Dans le cadre du plan d’action pour la mise en œuvre de son Pacte vert, la présidente de la Commission européenne Ursula von der Leyen a engagé le réexamen du règlement relatif au réseau transeuropéen de transport (RTE-T). Élément central de la politique européenne des transports, le réseau transeuropéen de transport (RTE­-T) est le programme de développement des infrastructures de transport de l’Union européenne dans le cadre duquel  de nombreux projets conditionnent l’avenir du transport fluvial français et son intégration à l’Europe des transports. Dans ce cadre, E2F a fait parvenir sa position et des propositions pour l’avenir à M. David Valence (Président du Conseil d’Orientation des Infrastructures), M. Clément Beaune (Ministre délégué chargé des transports) et M. Henrik Hololei (Directeur général de la DG Move à la Commission européenne).

En amont de cette révision des lignes directrices, le Parlement européen a adopté le 20 janvier 2021 une résolution pour suggérer des modifications. Les eurodéputés ont notamment insisté sur le besoin de poursuivre les investissements dans les infrastructures – notamment fluviales – mais également de renforcer les modes de gouvernance.

C’est dans ce cadre que, le Gouvernement français est appelé aujourd’hui à se prononcer.

La poursuite du maillage du réseau navigable de la France et son interconnexion avec celui de l’Europe ne peuvent pas se limiter à la liaison Seine-Escaut, même si elle est prépondérante et préfiguratrice du rôle que doit jouer la France dans l’Europe Fluviale. Le projet de liaison Saône-Moselle / Saône-Rhin demeure pour sa part et à nos yeux un projet indispensable, même si de plus long terme.

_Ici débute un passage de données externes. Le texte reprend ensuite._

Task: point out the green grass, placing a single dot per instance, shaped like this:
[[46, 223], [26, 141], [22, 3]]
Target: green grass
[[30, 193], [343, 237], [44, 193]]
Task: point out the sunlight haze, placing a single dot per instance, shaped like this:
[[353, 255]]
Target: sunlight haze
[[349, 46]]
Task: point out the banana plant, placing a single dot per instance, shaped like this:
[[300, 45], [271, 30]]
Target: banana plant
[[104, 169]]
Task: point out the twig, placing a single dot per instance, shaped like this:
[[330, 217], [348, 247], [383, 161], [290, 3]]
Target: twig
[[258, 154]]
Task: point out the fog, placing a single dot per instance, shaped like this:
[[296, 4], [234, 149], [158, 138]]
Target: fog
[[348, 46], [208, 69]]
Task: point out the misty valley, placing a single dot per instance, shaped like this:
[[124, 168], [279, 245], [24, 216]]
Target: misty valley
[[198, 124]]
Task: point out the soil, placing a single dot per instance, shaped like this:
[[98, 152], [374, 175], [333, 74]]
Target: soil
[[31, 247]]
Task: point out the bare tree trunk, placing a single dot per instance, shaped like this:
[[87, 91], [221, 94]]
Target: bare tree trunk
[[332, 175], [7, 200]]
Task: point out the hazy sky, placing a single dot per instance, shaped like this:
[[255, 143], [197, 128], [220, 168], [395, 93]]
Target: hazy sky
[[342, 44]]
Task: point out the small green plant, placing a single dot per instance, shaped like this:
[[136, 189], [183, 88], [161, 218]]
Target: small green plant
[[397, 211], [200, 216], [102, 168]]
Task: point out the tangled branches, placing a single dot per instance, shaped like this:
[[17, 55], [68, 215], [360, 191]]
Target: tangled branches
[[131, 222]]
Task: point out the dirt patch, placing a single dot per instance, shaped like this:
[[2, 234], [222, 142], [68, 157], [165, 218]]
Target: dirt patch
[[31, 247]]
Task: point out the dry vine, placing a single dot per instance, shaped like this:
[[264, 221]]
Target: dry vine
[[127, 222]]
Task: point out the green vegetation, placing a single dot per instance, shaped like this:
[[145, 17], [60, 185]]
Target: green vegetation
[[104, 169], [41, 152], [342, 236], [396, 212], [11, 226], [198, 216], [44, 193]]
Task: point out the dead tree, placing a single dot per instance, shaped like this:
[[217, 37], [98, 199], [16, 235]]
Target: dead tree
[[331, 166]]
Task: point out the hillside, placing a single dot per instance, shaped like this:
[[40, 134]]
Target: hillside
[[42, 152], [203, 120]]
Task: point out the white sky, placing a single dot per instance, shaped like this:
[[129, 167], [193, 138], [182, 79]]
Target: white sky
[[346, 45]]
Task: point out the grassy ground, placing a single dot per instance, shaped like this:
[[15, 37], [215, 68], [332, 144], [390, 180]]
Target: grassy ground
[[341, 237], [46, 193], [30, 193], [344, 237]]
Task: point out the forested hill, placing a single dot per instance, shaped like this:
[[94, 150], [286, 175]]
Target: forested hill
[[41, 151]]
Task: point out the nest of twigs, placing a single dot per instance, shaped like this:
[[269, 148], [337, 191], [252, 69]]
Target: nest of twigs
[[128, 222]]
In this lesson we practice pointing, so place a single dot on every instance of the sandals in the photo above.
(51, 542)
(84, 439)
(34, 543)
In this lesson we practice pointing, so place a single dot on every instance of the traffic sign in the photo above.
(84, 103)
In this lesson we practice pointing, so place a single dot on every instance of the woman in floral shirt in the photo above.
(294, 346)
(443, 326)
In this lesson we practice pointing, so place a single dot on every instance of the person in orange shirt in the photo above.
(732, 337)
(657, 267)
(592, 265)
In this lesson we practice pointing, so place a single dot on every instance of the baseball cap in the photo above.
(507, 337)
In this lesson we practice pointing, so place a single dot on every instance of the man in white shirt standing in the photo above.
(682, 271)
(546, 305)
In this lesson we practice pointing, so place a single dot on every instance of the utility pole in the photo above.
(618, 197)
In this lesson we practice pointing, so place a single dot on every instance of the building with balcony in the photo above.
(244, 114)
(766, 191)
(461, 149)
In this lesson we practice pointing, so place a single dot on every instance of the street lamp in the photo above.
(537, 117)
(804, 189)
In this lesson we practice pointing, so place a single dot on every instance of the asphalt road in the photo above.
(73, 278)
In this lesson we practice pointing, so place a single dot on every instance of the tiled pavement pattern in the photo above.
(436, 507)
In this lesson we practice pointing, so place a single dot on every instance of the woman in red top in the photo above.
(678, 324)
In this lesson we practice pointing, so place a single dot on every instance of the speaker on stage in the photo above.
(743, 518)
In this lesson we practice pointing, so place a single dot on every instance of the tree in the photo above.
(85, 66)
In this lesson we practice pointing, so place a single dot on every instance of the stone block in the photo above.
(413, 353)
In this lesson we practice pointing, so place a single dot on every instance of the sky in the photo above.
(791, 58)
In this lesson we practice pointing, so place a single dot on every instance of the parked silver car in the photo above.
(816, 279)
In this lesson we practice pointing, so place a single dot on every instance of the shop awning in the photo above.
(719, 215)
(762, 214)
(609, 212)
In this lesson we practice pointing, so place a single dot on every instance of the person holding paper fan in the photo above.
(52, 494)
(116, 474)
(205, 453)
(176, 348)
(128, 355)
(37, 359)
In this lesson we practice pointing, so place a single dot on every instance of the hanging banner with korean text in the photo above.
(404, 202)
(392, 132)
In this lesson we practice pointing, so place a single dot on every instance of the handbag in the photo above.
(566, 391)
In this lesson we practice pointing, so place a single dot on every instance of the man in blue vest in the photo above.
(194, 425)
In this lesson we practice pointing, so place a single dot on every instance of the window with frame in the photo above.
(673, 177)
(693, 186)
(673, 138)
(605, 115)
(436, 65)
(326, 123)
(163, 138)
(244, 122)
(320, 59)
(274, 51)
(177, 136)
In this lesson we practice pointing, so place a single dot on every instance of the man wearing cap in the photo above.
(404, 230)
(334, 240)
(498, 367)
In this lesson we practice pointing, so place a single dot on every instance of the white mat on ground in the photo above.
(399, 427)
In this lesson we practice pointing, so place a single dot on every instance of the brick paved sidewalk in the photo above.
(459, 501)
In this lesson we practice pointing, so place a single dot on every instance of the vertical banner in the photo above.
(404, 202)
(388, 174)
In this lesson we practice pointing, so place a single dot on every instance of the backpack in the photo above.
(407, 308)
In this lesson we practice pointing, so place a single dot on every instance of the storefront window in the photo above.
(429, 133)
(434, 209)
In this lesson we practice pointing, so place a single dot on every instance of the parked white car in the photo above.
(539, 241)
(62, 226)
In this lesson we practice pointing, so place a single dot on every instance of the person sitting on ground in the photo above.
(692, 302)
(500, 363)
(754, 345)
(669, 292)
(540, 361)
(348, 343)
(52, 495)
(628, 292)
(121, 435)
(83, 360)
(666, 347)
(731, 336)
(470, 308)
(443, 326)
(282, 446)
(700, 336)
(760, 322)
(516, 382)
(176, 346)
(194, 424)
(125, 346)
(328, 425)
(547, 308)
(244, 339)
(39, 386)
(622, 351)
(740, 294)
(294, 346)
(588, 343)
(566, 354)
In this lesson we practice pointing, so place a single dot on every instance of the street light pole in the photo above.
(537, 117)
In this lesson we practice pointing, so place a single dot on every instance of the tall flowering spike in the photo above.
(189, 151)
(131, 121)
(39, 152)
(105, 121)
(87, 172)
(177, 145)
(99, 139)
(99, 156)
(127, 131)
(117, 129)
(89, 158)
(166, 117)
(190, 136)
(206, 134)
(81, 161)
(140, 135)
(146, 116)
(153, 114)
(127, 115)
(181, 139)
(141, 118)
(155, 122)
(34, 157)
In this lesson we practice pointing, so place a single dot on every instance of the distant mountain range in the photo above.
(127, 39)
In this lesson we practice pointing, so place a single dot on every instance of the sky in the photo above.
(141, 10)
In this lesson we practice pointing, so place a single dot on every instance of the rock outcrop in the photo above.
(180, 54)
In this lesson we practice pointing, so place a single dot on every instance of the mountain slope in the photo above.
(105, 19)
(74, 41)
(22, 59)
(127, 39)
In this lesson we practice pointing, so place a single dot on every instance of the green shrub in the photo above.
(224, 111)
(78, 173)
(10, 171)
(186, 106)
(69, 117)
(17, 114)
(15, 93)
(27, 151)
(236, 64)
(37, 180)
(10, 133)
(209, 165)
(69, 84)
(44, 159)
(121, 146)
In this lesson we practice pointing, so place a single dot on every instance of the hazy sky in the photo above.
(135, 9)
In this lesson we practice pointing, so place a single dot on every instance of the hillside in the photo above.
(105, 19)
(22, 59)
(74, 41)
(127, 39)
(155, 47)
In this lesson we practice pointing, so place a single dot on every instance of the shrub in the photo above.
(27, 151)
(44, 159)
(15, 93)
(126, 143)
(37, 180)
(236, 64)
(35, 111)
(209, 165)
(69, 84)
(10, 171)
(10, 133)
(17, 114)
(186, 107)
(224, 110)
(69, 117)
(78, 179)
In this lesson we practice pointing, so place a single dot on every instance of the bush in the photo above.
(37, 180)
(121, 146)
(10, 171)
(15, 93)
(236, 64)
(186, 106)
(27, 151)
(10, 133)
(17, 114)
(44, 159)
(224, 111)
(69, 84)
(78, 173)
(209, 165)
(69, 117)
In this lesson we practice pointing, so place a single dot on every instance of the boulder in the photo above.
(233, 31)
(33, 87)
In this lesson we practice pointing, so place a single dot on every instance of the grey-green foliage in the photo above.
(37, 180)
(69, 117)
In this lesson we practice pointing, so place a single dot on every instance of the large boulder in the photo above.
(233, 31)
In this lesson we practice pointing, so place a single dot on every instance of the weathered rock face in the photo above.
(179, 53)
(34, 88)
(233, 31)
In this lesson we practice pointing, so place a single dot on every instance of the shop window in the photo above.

Le réseau fluvial français

La situation du réseau fluvial de la France est caractérisée principalement par :

  • sa très grande longueur par comparaison à celle des autres pays européens ;
  • son hétérogénéité en ce qui concerne ses gabarits techniques (classes de navigation) ;
  • son absence de connexions au grand gabarit (classe 5 A ou B), désormais la norme du réseau fluvial européen, entre les différents bassins de navigation de l’hexagone, Nord, Seine, Rhin­ Moselle, Rhône-Saône) ainsi qu’avec les grands fleuves riverains que sont l’Escaut, la Moselle et le Rhin.

Cette situation est à l’origine et explique pour une grande part la faiblesse actuelle en France de la part modale du transport fluvial et les handicaps pour réussir pleinement une politique de report modal de la route vers le fer et la voie d’eau quand bien même la mise en œuvre d’une politique publique allant en ce sens.

Les aménagements fluviaux à grand gabarit

Le constat de cette situation a conduit de manière logique et heureuse tant par les gouvernements successifs du pays que par les instances européennes compétentes, à définir, financer, décider et enfin débuter en 2022 la réalisation d’aménagements fluviaux au grand gabarit intégrés sur le territoire français aux RTE.T et aux corridors européens lesquels participant à la bonne échelle d’une logistique de plus en plus internationalisée et d’une desserte de territoires composites alternant relative désertification et urbanisation dense.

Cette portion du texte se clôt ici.